Whatever the reason, I began to see. I go to Nia as always, though now I raise my eyes in class. I used to tell myself that I needed to look down at my feet so as not to fall. Raising my eyes requires effort, and it is startling, strange, and surreal. The faces I was so apprehensive about are reassuring, smiling, comforting, and inviting. I doubt at first that the smiles are directed at me, the awkward tall woman who can’t keep on beat to save her life, stumbling around aimless, alone, and afraid. I’d tell myself, “just go dance in your little corner of the room, they’re not smiling at you.” But they are.
I am dancing my own dance to my own beat. All I need to do is show up, really show up. I was looking at my joy all along — my rhythm is mine and I am the one who needs to be happy and at ease with it. I smile back. I begin to raise my eyes in other places, too, and see more smiles and feel myself smiling back.
For some reason, I reach out to Susan while she’s on sabbatical. A radical act of bravery and courage that led to more. A domino effect. Susan, my friend and my teacher, is one of my hero-ific friends. The friends and the people who inspire me to aspire. It occurs to me that we all affect each other in ways that we might not realize. So I wonder: what affect do I have with my floaties on … and with them off?
I begin to spend less time in the floaties and more time on my real legs. Treadmills give way to long, quiet walks in the woods where I really look at what was blooming and growing and really listen to all the buzzing and chirping. I walk with my family, and my dogs too. Board games and UNO take the place of the trashy magazines. Daydreams become more embedded in reality. When I engage, I became more engaging. My conversations become richer. I talk with strangers, who then are no longer strangers. My wit becomes less snarky and my relationships blossom.
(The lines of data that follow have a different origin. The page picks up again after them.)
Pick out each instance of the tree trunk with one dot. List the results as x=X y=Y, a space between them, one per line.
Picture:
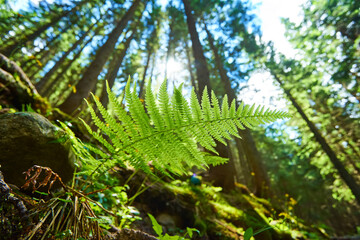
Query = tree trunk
x=8 y=50
x=90 y=77
x=262 y=183
x=112 y=73
x=40 y=85
x=344 y=174
x=222 y=175
x=49 y=85
x=142 y=83
x=202 y=72
x=28 y=63
x=192 y=78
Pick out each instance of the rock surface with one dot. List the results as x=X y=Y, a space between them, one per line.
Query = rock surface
x=28 y=139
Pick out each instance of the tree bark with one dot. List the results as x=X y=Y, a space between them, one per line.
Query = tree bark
x=49 y=85
x=8 y=50
x=262 y=183
x=90 y=77
x=344 y=174
x=202 y=72
x=40 y=85
x=222 y=175
x=192 y=78
x=112 y=73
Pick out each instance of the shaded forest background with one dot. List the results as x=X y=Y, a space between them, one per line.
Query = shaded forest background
x=308 y=164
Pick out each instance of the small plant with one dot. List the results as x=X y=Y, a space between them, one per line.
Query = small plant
x=159 y=231
x=165 y=135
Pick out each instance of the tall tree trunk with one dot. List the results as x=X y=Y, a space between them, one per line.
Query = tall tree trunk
x=202 y=72
x=168 y=52
x=151 y=50
x=49 y=85
x=27 y=64
x=222 y=175
x=8 y=50
x=262 y=183
x=40 y=85
x=142 y=83
x=344 y=174
x=192 y=78
x=112 y=73
x=90 y=77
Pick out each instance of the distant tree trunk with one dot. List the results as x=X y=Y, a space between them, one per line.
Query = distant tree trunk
x=192 y=78
x=222 y=175
x=262 y=183
x=202 y=72
x=8 y=50
x=344 y=174
x=151 y=50
x=112 y=73
x=28 y=64
x=90 y=77
x=142 y=83
x=168 y=52
x=40 y=85
x=51 y=83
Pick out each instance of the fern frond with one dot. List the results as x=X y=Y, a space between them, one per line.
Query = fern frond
x=167 y=133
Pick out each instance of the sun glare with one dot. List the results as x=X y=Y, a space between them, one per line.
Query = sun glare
x=173 y=67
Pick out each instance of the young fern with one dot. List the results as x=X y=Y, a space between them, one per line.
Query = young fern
x=167 y=132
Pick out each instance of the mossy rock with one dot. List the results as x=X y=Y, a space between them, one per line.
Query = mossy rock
x=28 y=139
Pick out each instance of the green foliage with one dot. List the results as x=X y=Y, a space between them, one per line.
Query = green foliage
x=167 y=132
x=158 y=230
x=248 y=234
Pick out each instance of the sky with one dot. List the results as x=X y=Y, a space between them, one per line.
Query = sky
x=261 y=88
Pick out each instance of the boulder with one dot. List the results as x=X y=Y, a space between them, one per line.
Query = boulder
x=28 y=139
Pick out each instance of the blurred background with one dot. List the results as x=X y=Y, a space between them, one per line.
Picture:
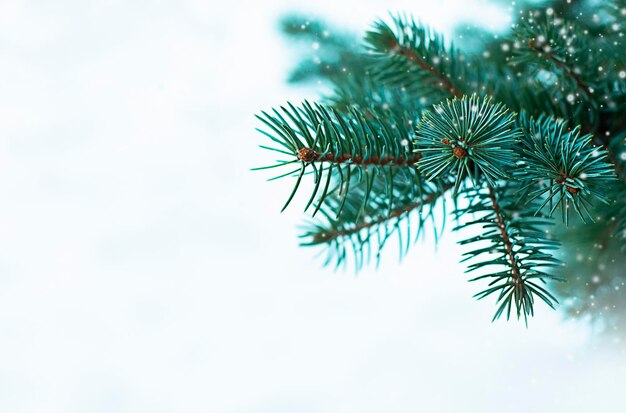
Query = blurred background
x=143 y=267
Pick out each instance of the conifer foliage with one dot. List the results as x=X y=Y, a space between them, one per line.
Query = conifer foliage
x=520 y=141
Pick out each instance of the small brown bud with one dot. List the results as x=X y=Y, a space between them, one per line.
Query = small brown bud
x=308 y=155
x=460 y=152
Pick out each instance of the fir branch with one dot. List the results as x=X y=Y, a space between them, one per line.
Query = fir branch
x=340 y=149
x=517 y=239
x=467 y=137
x=414 y=58
x=363 y=230
x=562 y=165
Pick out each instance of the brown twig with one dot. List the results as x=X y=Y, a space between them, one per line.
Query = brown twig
x=311 y=155
x=516 y=274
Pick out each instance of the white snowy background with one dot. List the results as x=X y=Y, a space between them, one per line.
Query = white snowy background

Don’t get me wrong, I still love my floaties, but I use them differently now. Floaties are part of being human. I use them for fun and rest as long as I put my feet down more than up. My floaties now have a surgeon general’s warning imbedded on them. “Use when necessary, DO NOT OVERUSE.”
If I close my eyes, I can see her again: my bright, bobbing Sophia. Maybe she was tired that day and her little legs and arms didn’t want to swim. After all, she was on vacation, too, right? Maybe she wanted to float for a bit, her big brown eyes facing up to the sun and dream big and fantastic and unflawed dreams.
She was right. Everyone deserves to use floaties once in a while. Occasional floaties give us a respite from bills, stress, and troubles until courage to deal presents itself. I’ve learned to recognize when I need them and when I don’t. I see how useful they are, but how tight and restrictive they can be. Mine help me stay on my rocker until I can get a firmer grip, but then off they come and out I go on my long, strong legs.